What did you do before? Why didn't you outsource your development considering you didn't know anything about it before?

IfeelLuckyTonight2 karma

I had just finished my Master's in Computer Science, my brother had been working for a year and his contract ended at the same time I graduated.

He asked me if I want to make games, I thought about it and decided let's do it!

My brother is one helluva programmer, he learned quickly and has now programmed all of our 4 games alone. We wanted to make the games ourselves, not hire someone else to do them.

Sormaj1 karma

What games inspired you to become a dev? What are some of your all time favorite games?

IfeelLuckyTonight2 karma

Games from our childhood has been inspirations. North versus south on Nintendo, Super Mario, Fallout series (Especially 1 and 2), Warcraft 2, Master of Orion and UFO: Enemy Unknown. Action Quake 2 and Counterstrike. From never ones League of Legends.

Hermiesterberger1 karma

Has your dev team started looking for work elsewhere yet?

IfeelLuckyTonight3 karma

Not yet, once it is over it is over. We still have the possibility to publish Battlestation: Harbinger on Steam. The game has been greenlit and we are going to improve on it, change the user interface to fit PC better and see how it goes. Since Steam has taken huge steps to let every game in and become just like the app stores regarding visibility it is hard to hope for much. But we haven't given up yet and will do our best to make Harbinger great for PC!

BitteWenden1 karma

Would you do the step of creating such a company again?

IfeelLuckyTonight2 karma

Oh wow, this is a tough question. There is something special about creating something of your own and sending it out to the world. Working together with a team and sharing that vision, sharing that journey of frustration and times of joy.

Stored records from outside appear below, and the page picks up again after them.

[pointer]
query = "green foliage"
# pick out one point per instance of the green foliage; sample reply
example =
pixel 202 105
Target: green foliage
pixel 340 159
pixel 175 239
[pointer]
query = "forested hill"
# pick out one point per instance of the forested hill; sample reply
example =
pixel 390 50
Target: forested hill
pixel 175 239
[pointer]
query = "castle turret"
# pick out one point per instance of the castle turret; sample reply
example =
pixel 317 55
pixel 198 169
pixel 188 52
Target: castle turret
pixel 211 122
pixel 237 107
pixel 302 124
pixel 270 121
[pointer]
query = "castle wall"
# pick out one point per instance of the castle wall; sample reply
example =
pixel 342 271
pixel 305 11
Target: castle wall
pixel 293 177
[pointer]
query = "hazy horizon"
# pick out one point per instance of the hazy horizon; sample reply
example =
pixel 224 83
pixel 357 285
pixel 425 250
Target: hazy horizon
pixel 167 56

I'm glad I did this, it has taught me a lot. But I wouldn't go through this again unless there would be a lot of financial backing behind us. The pressure is immense and it can only be relieved with a big enough budget that allows for enough time to create games.

Groggolog-1 karma

Jesus how does one fuck up that bad?

IfeelLuckyTonight6 karma

There is a Finnish saying that goes: "Tekevälle sattuu". It roughly means: "He who does has shit happen to him".

varial2 karma

You shouldn't take Groggolog's comment too serious, making a succesfull game nowadays is a lot harder than people can imagine. Hell, even finishing a game is a lot harder than people think. Finishing a game and getting that kind of coverage/stuff is already a an achievement to be proud of (especially when you finish two games).

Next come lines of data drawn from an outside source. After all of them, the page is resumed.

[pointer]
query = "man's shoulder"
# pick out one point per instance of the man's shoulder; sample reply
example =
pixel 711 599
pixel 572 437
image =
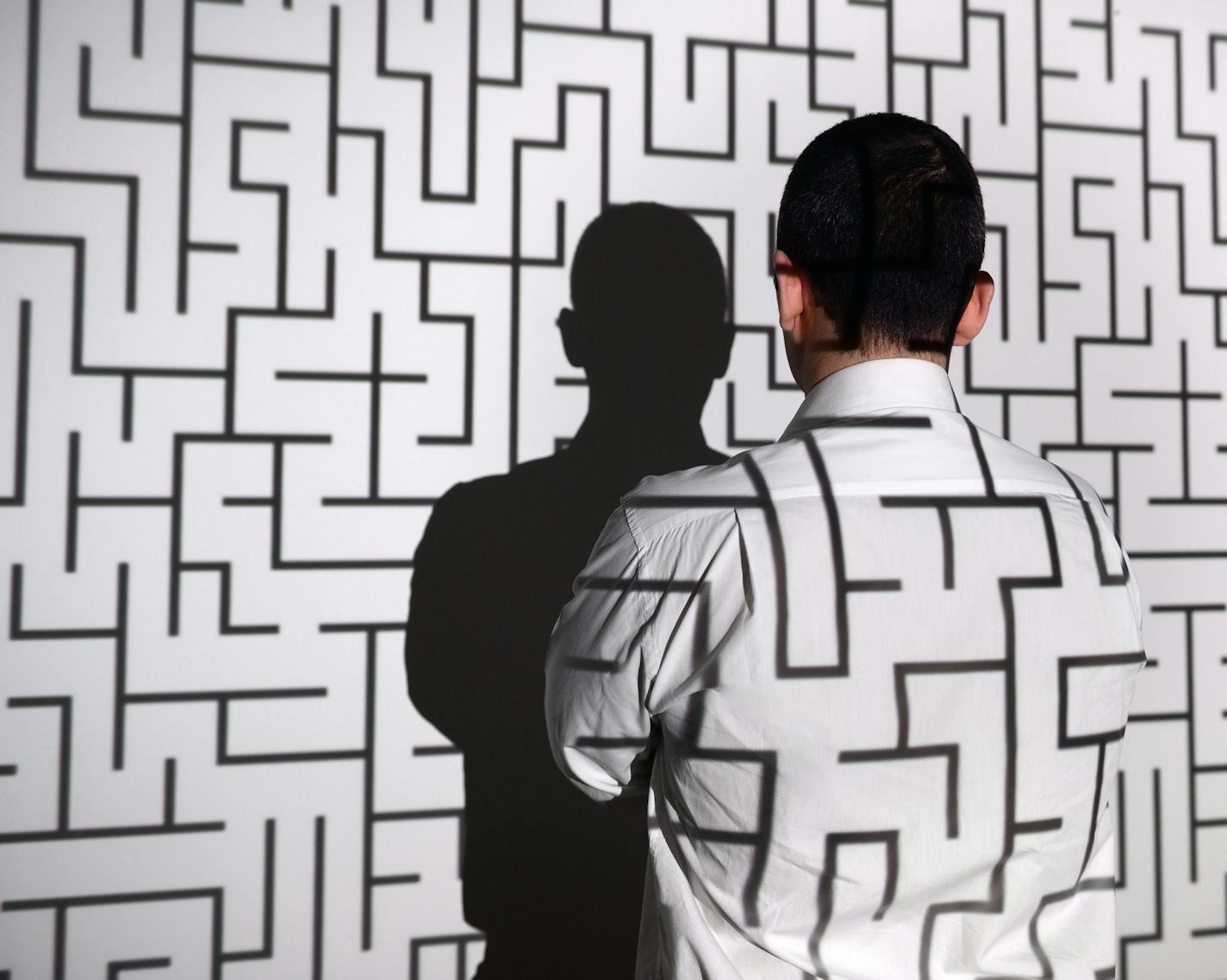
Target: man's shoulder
pixel 703 496
pixel 700 496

And I guess managing a company like that must also be really hard for 4 years (managing itself is usually underestimated).

You mentioned that you started this company because you didn't know what to do, so after all this time, do you know what you would like to do (if you cannot continue to do this)?

PS: Most people don't know how much pain and heartbreak is involved with making videogames, how it can wreck you emotionally and make you feel like a complete failure, even though you've done something great. I've been there/more or less still are there :)

IfeelLuckyTonight1 karma

Hey there! Thank you so much. Your words lift my mood.

You know what I would like to do something meaningful, I would like to succeed with something and then give something back to the world. I've had a hard time to be really passionate about something for a longer time but having my own company has ignited that spark inside of me again. Right now it is tough though.

If I cannot do this I will try to find something new that ignites a spark in me, I might have to try a lot of different things but I will feel it when I find it.

Bumrak3 karma

Being featured doesn't guarantee success. A large percentage of games featured don't go on to be super profitable.

IfeelLuckyTonight2 karma

Exactly this. Many game developers think that being featured is the key to sure success, I know we did.

Bumrak1 karma

I feel for you and hope you guys find success. I work for a small indie mobile game company and our last featured game bombed. Working on a test release at the moment and it's nerve wracking knowing if things aren't just right, most of us are being laid off.

IfeelLuckyTonight1 karma

Stay strong brother! Hope it goes well.